After an intense day of campaigning Friday that saw him fly across the state for events in three different cities, Sanders closed the night with confident proclamations.
"I have a feeling, folks, we are going to make history tomorrow," he said. “It could be that 10, 20, 30 years from now people look back at what happened in Nevada and say this was the beginning of the political revolution.”
The concert featured personalities such as the band Cold War Kids and "Girls" actor Gaby Hoffmann. After he addressed the crowd, Sanders joined the artists and musicians onstage for a live rendition of “This Land is Your Land” -- something he did in Iowa days before the caucuses there, too.
Sanders grinned ear-to-ear as his wife Jane danced across the stage. The 74-year-old seemed as comfortable as ever.
In the middle of what was already a packed schedule, with events in the northern corner of the state in Reno as well as the rural town of Elko, Sanders made time to connect one-on-one with voters.

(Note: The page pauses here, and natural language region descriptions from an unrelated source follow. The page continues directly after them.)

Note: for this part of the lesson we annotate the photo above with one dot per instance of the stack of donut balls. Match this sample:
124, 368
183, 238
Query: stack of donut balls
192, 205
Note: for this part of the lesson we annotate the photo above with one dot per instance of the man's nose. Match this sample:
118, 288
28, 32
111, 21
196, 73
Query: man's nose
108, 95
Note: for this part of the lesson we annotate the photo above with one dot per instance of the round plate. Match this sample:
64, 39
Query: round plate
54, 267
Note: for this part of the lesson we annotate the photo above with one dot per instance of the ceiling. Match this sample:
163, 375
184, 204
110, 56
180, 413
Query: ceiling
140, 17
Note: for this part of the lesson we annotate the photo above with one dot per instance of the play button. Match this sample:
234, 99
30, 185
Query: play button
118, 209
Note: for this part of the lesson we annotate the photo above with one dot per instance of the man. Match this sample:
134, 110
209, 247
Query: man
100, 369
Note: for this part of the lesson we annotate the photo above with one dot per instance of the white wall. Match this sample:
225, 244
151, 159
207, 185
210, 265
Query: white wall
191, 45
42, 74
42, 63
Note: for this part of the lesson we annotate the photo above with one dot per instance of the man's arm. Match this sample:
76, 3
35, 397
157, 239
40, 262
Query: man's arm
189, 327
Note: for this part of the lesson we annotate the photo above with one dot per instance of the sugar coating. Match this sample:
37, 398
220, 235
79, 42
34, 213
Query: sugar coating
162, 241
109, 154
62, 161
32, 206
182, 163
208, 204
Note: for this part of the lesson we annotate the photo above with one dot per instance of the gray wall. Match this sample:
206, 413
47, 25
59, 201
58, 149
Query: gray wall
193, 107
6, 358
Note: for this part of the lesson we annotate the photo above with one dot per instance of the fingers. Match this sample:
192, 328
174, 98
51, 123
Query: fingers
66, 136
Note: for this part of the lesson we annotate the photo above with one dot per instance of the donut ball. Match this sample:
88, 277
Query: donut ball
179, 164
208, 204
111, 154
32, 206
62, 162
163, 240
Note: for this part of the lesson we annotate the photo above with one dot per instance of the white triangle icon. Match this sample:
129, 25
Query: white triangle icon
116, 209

He visited a coffee shop in Elko, population 35,000, and mingled with union casino workers at Caesars Palace in Las Vegas.
The well-scripted marathon day suggested the campaign believes the race will be close, but that Sanders has a shot at winning.

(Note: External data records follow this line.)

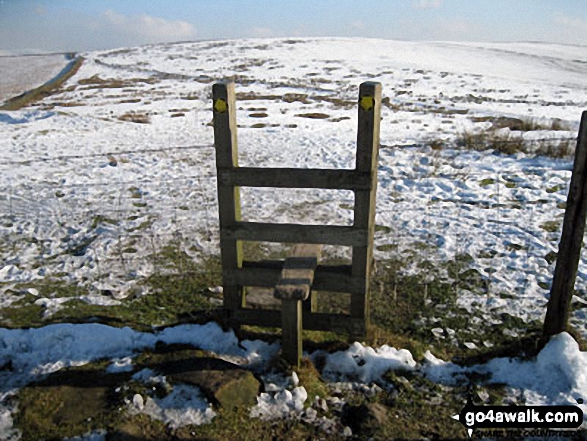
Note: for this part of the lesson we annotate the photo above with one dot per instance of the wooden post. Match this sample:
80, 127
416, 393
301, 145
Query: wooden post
569, 249
364, 212
225, 142
293, 287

A recent CNN poll out this week had Sanders and Hillary Clinton in a dead-heat in Nevada. A senior adviser with the campaign, Tad Devine, said he was feeling good but expecting the race to be close.
“I’ve lost a lot of elections,” he said, laughing, explaining his caution.
Sanders, on the other hand, was “in the zone," Devine said.
At the end of his rally in Henderson, Sanders pleaded with voters to turn out in large numbers. He knows his best shot at a victory is if young people, minorities and first-time voters come out in large numbers.
“I hope that on Saturday, when the eyes of America will be on Nevada, I hope very much no matter which candidate people are supporting, I hope they come out in large numbers,” he said.